Не знаю, зачем я все это ему рассказывал: ведь я не ждал от него ни совета, ни помощи, и он это прекрасно знал. Он слушал меня, опустив голову, положив локоть на спинку соседнего стула; кисть руки его свободно свисала со спинки. Изредка он кивал. Лицо у него было грустным, словно ситуация, в которой я оказался, была ему хорошо известна и он уже давным-давно сделал из нее выводы.
— Нельзя попадать в подобное положение, нельзя пытаться узнать, кто ты есть, — сказал он наконец.
Наверное, я никогда не смогу забыть этот наш разговор. Мы живем в эпоху всеобщей катастрофы, говорил он, каждый человек носит катастрофу в себе, поэтому, чтобы себя сохранить, требуется особое искусство, искусство жизни. У человека, носителя катастрофы, нет судьбы, нет свойств, нет характера. Ужасная общественная среда — государство, диктатура, называй как хочешь — словно смерч, затягивает тебя, пока ты не устанешь сопротивляться, и тут, подобно гейзеру, в тебе вскипает и завладевает тобой хаос, и хаос с того момента становится тебе родным домом. И для тебя больше нет возврата в центр устойчивости, называемый «Я», в прочную и неопровержимую надежность субстанции «Я». И с этого момента ты — существо, в самом подлинном значении этого слова, пропащее. Человек, лишенный «Я», есть сам по себе катастрофа, есть настоящее Зло, говорил Б., пусть, как это ни смешно, сам он вовсе не злой: он, всего лишь, способен на любое злодейство. Тут вновь обретают подлинный смысл слова Библии: противься искушению, не стремись познать самого себя, ибо погибнешь.

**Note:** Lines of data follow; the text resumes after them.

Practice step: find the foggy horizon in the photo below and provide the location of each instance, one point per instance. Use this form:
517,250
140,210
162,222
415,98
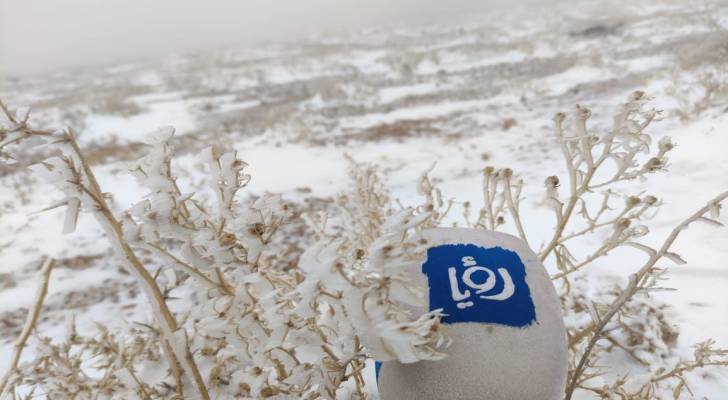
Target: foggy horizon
79,33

Не знаю, как я сумел почерпнуть столько утешения для себя в этих отвлеченных, безличных суждениях, за которыми не очень-то и успевал следовать. Но именно абстрактность его мыслей каким-то образом успокаивала меня; успокаивало, может быть, то, что мы копались не в моем частном случае, не мой личный душевный мир анализировали. Именно это обстоятельство помогло мне подняться над своими, невыносимо скучными, житейскими проблемами, для которых решения не существует и которые все равно как-то всегда разрешаются, как разрешатся и на сей раз. И при этом все то, что произошло со мной, вдруг явилось мне как проблема теоретическая, что отчасти было фактором для мысленного процесса плодотворным, отчасти же немного освободило меня от самого себя, а в этом я тогда ох как нуждался. Об этом я даже сказал Б. И еще сказал, что разговор наш в новом свете представил мне мои, вообще-то вполне серьезные, размышления о самоубийстве: можно сказать, сказал я, мне вдруг показалось излишним обременять такими вещами и себя самого, и общество. Он засмеялся. Смеяться он умел громко и заразительно. Мне очень сейчас не хватает его смеха.
Похоже, было время, когда он подумывал, не переписать ли ему свою последнюю пьесу свободным стихом, в духе Петера Вайса или даже скорее Томаса Бернхарда (последнего он переводил много и с большим знанием дела). В рукописях, среди заметок и заготовок, я обнаружил несколько таких набросков. Есть тут и несколько сцен, которые по каким-то причинам не вошли в окончательный текст. В одной из таких сцен фигурируют два персонажа: Кешерю и Б.; место действия: «столик в дальнем углу эспрессо».